Jason Daley, reporter for Entrepreneur Magazine, has written a well-balanced article that looks also at franchisee concerns from a variety of sources, rather than more traditional statements that franchisors dish out.
An army of franchisor attorneys has created a monster of a contract points out franchisees. Dave Glodowski, franchisee of Hardee's restaurants and chairman of the Coalition of Franchisee Associations says that franchise contracts are much worse now than they were 25 years ago. "Officers at franchise systems talk to each other," he explains on how franchisor attorneys share contracts that give over more and more control to franchisors. "They see it as protecting their brand, but it's also a form of control," says the franchisee leader. Glodowski and his team think they have an answer in declaring twelve rights that all franchisees should have.
Then don't sign the franchise agreement declares Richard Solomon, an attorney who largely represents angry franchisees in litigation against their franchisors. Solomon argues that franchisees need to grow up and live with the contracts that they sign. "They (aggrieved franchisees) didn't want to comply with the terms of the agreement after they got into business. What they need is competent due diligence before they sign an agreement." Solomon argues that franchisees should make sure that supposed rights are in their contract.
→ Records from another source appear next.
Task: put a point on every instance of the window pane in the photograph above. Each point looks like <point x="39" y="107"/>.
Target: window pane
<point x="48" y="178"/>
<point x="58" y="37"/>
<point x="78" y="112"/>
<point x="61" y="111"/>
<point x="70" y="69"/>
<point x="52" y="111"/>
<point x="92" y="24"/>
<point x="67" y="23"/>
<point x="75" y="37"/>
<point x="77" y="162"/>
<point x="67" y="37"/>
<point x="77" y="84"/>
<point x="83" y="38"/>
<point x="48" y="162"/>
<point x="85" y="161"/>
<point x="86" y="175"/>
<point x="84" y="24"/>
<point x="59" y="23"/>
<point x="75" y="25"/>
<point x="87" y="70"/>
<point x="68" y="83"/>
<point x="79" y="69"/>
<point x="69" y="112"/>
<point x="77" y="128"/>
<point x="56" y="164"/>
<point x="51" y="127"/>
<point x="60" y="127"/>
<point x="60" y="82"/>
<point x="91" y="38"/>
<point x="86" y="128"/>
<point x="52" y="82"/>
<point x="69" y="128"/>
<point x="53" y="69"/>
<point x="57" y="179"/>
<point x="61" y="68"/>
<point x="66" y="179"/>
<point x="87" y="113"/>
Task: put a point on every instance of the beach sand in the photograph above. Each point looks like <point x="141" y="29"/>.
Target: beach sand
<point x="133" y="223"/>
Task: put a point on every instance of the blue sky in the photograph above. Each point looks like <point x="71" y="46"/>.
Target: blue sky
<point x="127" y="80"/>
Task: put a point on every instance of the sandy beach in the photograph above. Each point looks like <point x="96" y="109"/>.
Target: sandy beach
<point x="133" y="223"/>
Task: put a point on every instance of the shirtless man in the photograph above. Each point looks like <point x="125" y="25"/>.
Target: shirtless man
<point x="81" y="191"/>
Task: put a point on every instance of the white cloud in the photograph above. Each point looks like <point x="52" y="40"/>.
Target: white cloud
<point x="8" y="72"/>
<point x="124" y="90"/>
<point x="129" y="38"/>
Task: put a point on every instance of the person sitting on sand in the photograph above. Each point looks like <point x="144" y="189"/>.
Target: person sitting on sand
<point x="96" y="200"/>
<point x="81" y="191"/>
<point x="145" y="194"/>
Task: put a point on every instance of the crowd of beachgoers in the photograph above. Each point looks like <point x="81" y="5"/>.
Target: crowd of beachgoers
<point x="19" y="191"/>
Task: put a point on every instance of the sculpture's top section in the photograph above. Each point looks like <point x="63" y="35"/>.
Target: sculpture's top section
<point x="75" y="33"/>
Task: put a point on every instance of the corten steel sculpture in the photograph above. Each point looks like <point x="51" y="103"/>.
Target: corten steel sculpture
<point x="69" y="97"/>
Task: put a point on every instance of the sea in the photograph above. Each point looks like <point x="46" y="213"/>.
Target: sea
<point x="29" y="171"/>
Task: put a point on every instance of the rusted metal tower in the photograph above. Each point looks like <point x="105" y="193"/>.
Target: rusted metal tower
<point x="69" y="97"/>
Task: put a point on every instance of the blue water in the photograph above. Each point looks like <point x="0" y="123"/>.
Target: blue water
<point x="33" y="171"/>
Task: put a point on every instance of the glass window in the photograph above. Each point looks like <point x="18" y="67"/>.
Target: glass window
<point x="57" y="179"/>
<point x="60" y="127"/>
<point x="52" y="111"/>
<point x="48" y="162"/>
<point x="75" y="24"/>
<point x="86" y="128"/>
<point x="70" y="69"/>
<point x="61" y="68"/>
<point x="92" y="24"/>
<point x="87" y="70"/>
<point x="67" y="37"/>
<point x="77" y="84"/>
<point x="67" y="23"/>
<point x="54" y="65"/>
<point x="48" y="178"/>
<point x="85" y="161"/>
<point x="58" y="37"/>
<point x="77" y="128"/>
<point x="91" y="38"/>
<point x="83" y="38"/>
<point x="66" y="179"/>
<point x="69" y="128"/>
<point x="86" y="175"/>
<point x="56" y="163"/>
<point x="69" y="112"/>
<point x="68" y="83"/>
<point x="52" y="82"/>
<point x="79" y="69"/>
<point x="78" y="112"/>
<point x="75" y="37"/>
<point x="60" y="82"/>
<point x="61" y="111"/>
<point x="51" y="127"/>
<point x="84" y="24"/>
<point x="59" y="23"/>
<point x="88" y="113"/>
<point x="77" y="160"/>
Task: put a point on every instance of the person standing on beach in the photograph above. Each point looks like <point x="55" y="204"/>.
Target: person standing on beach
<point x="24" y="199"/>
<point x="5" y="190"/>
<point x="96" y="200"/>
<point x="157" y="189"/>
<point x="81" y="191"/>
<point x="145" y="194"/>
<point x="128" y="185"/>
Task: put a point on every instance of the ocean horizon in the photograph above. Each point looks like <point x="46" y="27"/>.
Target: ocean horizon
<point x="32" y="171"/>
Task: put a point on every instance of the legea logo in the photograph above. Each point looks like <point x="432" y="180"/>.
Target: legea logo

What fairness problem, asks a group that largely lobbies for the interests of franchisors, the International Franchise Association. "We don't think a Bill of Rights is really necessary," says the IFA. Their association thinks they already have something that polices the industry. "We're really proud of our Code of Ethics," declares Alisa Harrison on how the IFA solves bad franchising practices. However, right now her members aren't so interested in fixing outrageous agreements but rather are urging for a helping hand from the government in stimulating loans. "They can't get credit," says the IFA spokesperson. (Without credit, sales of franchise units are hard to come by nowadays.)
Our franchisee rights came first and are more complete than the CFA's franchisee bill of rights says attorney Robert Purvin, chair of the American Association of Franchisees and Dealers. "It's the same thing we did 20 years ago, and it didn't need to be done again," he says. Purvin says that franchisors have too much power to terminate franchisees at will and to ban franchise owners from pursuing their livelihood afterwards. "Can you imagine a journalist paying $100,000 to get a degree to practice in their field, then being told by a newspaper they can't be a reporter if they leave the company?" he says. "Those are huge deals not dealt with in the CFA version."